Kafamda karma, karışık sorular ile, yol alırken; planlar kuruyorum. Ne ile karşılaşacağımı, bilmiyorum. Bir heyecan, bir ürperti içimi, kaplıyor. Otobüsün camından dışarı baktığım zaman; bembeyaz, bir örtü görüyorum. Bütün toprağı kaplamış. Sanki bütün kötülükleri, pislikleri, örtmek istiyor.

Hayatım ve hayallerim, göz önüme geliyor. Dışarıda karın uğultusu ve havaya toz bulutu şeklinde yükselişini; sanki bir gösteri gibi algılıyorum. Evet, benim gelişim için, tören yapıyorlar, sandım.

Ancak, Otobüsümüz Yeni Çubukta durup; Yardımcı personelin yüksek bir sesle,

-Gemerek yolcuları burada inecek, sesi ile irkiliyorum. Bir an için, inip, inmemek... Kararsızım. Geriye dönüp baktığımda; başka çaremin olmadığına, karar veriyorum. Ancak, birden elime tutuşturulmuş, Gemerek Lisesi müdürlüğüne hitaben yazılmış, bir resmi evrak; Beni, bütün hayallerimden alıp, çıkarıyor. Gerçek ile; yüz, yüzeyim.

Anne kucağından inmek istemeyen, bir çocuğun; endişesi var içimde. Sıcacık, Anne kucağı...

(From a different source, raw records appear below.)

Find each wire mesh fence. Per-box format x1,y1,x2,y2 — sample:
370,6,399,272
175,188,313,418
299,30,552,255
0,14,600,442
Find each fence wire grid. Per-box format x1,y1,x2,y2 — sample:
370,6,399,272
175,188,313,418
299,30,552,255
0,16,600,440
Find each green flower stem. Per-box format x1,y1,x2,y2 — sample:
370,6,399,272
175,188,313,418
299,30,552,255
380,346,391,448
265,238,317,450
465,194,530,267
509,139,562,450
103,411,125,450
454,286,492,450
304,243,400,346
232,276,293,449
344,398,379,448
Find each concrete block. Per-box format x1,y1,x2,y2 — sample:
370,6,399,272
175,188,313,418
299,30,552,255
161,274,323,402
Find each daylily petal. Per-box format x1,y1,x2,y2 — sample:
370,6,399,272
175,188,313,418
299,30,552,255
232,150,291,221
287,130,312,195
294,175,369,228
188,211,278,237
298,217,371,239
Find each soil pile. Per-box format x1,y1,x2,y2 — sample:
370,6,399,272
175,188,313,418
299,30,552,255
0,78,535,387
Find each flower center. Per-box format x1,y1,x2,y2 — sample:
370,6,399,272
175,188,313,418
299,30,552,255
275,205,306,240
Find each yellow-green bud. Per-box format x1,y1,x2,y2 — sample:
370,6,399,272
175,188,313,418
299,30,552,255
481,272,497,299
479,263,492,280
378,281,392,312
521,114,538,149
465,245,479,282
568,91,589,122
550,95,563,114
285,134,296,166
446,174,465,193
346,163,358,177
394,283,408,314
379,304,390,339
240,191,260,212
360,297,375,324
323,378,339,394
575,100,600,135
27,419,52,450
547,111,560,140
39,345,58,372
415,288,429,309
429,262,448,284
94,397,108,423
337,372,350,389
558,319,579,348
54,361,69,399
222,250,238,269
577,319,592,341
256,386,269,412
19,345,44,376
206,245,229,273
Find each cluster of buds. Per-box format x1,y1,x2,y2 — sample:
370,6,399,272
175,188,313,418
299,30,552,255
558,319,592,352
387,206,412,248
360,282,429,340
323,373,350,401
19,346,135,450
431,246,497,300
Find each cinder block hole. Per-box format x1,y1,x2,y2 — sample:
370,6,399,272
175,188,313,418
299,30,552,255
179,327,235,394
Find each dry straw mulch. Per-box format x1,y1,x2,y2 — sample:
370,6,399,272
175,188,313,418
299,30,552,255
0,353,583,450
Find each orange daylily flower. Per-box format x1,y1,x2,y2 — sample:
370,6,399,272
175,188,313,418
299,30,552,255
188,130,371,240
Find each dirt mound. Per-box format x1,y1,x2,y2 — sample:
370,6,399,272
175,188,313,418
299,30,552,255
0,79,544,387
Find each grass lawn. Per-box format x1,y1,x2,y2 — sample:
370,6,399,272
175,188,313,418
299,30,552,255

Otobüsten indiğim zaman; karşımdaki manzarayı hiç unutmadım. Dışarının bembeyaz karla örtülmüş manzarası, Buz gibi bir hava, uğuldayan rüzgar, bana bir karşılama töreni hazırlamışlar.

İrkiliyorum, üşüyorum...

Hemen orada bulunan sıcak bir mekan arıyorum. Kendimi, bir kahvehaneye zor atıyorum. Önüme konulan bir bardak sıcak çay; ümitlerimi, gelecek güzel günlerin hayallarimi; tekrar zihnimde, canlandırıyor. İçimi, yudumladığım çay ile, birlikte; sıcak bir duygu kaplıyor.

Kahvehanenin önü; dışarıdan gelen soğuk havayı engellemek için, başka bir kapı ve bölüm ile desteklenmiş. Ancak, kapının her açıldığın da onu fark etmemeniz, mümkün değil. İbtidai bir yay ile, geri kapanması sağlanıyor. Sanki kapı açılıyor anonsu yerine geçecek, bir garip ses ile; dikkat kesiliyorsunuz. İster, istemez kafanızı çevirdiğiniz zaman; dışarıdan, içeriye hücum eden soğuk havayı ve onun buharlaştırdığı manzarayı görüyorsunuz.

Manzara müthiş, anlatmak ne mümkün Yaşamak gerek...

İkinci bardağın içimi nihayetinde; vücudumda oluşan sıcaklığın etkisi ile çaycı kardeşime Gemerek'e nasıl gideceğimi soruyorum.

Aldığım cevabın arkasından, bir de nasihat dinliyorum.

-Hele, otur. İçin ısınsın, araba gelince; ben haber veririm.

Yabancı olduğumu anlayan arkadaş, garip bir şekilde baktıktan sonra; Sorgular mahiyette, bir soru yöneltiyor.

-Ne işin var, Kaymakamlığa mı, gideceksin

Ben cevap olarak, biraz ürkek ve çekingen bir durumda; - Hayır, Liseye gideceğim, oraya atamam yapıldı, Diyorum. Muhatabım, biraz daha şaşırdıktan sonra; -Sen Hoca mısın diyor.

-Evet, diyorum. Ne Hocasısın

-Lise...

Şöyle, uzunca düşündükten sonra; Hoca, işiniz, zor diyor.

Neden Diye, sormama fırsat kalmadan, boş bardağı alarak; yanımdan ayrılıyor.

Arkasından bakarken; beni, derin ve endişeli sorularla baş başa, bırakıp, gidiyor.

Ben düşünürken, Bir tok sesle; o düşünce halinden uyanıyorum.

-Hoca, araban, geldi. ALLAH sana kolaylık versin...

Yeni Çubuktan hareket eden arabamız; buz tutmuş yollarla, adeta savaşarak, yoluna devam etmeye çalışıyor.

O, kısacık yola; zihnimde, hafızamda, hayallerimde, neler sıkıştırdığımı bir bilseniz Şaşırırsınız.

Bu hayallerden, şoför arkadaşın sesi ile; uyanıyorum. Bana Hitaben

-Kaymakamlık, burası diye, sesleniyor.

Arabadan inerek, Kaymakamlığın yolunu tuttuk.

Gerekli işlemlerin ardından bizi, okula  yönlendirdiler.

Soğuk bir kış günü Gemerek Lisesinin kapısından içeri girerek, öğretmenlik mesleğine ilk adımı atmış oldum.